Jewellery designer Imogen Belfield has that rare gift of discovering beauty in all that she sees. Crediting ‘the wild, fun and free lifestyle’ she experienced as a child, she says the jewels from her eponymous brand ‘resemble lost relics, dug from the earth’.

Greeting us in a flowing velvet jacket that reaches the floor, she tells us that what she loves most about it, is the time-worn lining and exposed threads that show how the jacket was made. It is clear that creativity runs deep in her veins, this jacket was hand-stitched by her grandfather for a fancy dress party many years ago. Draped in her latest ‘rockesque’ creations, that won her the prestigious Couture design award last year,  she talks to us about her bohemian upbringing, breaking traditions and Elton John.

Tell us about your life and what led you to jewellery design? 

I grew up in a very musical and bohemian household. My father, the avid antique hoarder and historian, my mother the musician, who was in a band with the legendary Herbie Flowers. They would often have ‘jam’ sessions at home, which meant my brothers and I were immersed in creativity and expression from a young age. We were encouraged to use our imagination, and create as kids; whether it was building ‘Robinson Crusoe’ inspired huts in the trees, or dams in the ditches that surrounded our house. From this grew my affiliation with art and sculpture, and creating with my hands. A year spent studying in Falmouth at 18, matched with my first dalliance into silversmithing and metal work with Pruden & Smith, cemented my destiny in the world of design.

You have a really distinctive style – how would you describe the jewellery you create and what inspires your work? 

Matte textured surfaces with highly polished edges are set with glistening gemstones.  Like miniature sculptures to adorn the body, the jewellery I create is abstract and unconventional. For example a ‘ring’, or as we call them ‘finger gloves’ may coil and curve in and round two or three fingers, not encasing a single digit as tradition has taught.

Tell us about the latest collection.

The ‘Amazonian’ Collection allows the imagination to run free. Ice white porcelain and an array of coloured diamonds and gemstones are set into 18 karat gold or black ruthenium. The collection features precious hand-cut stone beads, which are strung onto chokers, colliers, long multi-wrap necklaces or bracelets. The central shape in the collection is a spear-head; fluid and fossil-like in formation. It symbolises strength and the contrast with the precious materials creates a powerful fusion of brutality and beauty.

What does jewellery mean to you? 

Expression, luxury, symbolism and to go rogue with the rule book when it comes to design.

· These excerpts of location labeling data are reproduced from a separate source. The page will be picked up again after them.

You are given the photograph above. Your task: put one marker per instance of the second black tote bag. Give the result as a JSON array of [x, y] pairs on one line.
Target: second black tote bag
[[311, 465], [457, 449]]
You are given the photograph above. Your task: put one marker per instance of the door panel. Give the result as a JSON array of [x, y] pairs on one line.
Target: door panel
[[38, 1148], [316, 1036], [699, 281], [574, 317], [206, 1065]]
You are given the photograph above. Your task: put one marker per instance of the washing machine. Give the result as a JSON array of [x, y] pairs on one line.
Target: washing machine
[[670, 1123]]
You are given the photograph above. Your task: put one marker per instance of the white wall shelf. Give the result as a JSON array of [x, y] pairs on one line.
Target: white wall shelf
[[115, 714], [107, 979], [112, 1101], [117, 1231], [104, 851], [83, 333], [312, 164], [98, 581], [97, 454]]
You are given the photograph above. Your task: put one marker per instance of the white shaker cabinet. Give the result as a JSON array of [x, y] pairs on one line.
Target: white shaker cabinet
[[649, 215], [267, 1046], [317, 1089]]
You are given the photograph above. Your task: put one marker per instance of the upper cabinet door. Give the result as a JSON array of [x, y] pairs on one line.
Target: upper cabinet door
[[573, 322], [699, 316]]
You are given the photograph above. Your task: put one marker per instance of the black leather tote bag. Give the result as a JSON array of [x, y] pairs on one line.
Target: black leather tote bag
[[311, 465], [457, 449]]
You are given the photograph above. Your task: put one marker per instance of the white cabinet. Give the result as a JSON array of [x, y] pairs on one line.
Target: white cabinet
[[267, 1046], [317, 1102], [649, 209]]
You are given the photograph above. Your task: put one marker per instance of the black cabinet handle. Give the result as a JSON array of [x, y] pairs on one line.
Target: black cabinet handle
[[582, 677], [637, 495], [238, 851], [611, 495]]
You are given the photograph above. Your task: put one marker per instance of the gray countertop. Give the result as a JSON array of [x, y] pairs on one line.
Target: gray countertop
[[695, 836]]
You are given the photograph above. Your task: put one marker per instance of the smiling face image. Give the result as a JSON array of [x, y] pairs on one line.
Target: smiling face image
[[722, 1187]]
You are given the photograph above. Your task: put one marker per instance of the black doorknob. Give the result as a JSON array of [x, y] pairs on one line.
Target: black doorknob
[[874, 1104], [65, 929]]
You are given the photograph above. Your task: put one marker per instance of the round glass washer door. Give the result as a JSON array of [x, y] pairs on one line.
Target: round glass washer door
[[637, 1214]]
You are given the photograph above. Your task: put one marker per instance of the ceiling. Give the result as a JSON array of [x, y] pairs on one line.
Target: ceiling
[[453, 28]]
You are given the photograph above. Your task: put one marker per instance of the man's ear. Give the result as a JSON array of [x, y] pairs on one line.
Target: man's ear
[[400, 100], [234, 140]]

How do you style your own jewellery? 

I have my daily staples, such as the ‘Diamond Rectangle’ stackers worn as pinky or midi rings and the ‘Rock Nugget’ charm necklaces. Recently I’ve been layering the ‘Kyme’ Necklace with the ‘Organic Spear Pendant’ which I wear on a black chord. My ears are decorated with multiple piercings, which means I can mix up the Drop Dagger Earrings and Little Spear Hoop Earrings. Dressing in jewels should always be playful.

Who is the IB customer? Any exciting people wearing your jewellery? 

Somebody who likes to deviate from convention and allows IB jewels to ignite and exude that sparkle in their soul. We have some amazing stars wearing our collection, just recently Game of Thrones actress Charlotte Hope wore our ‘Vagabond’ golden glove, which looked ‘knock out’ on her. Nicole Scherzinger, Kim Kardashian, Uma Thurman, Madonna, Beyoncé and Cameron Diaz have all worn IB.

If you could swap jewellery boxes with anyone – who would it be and why? 

In a dream it would be Cleopatra! In reality I would love to swap with Elton John, because he’s a rock star!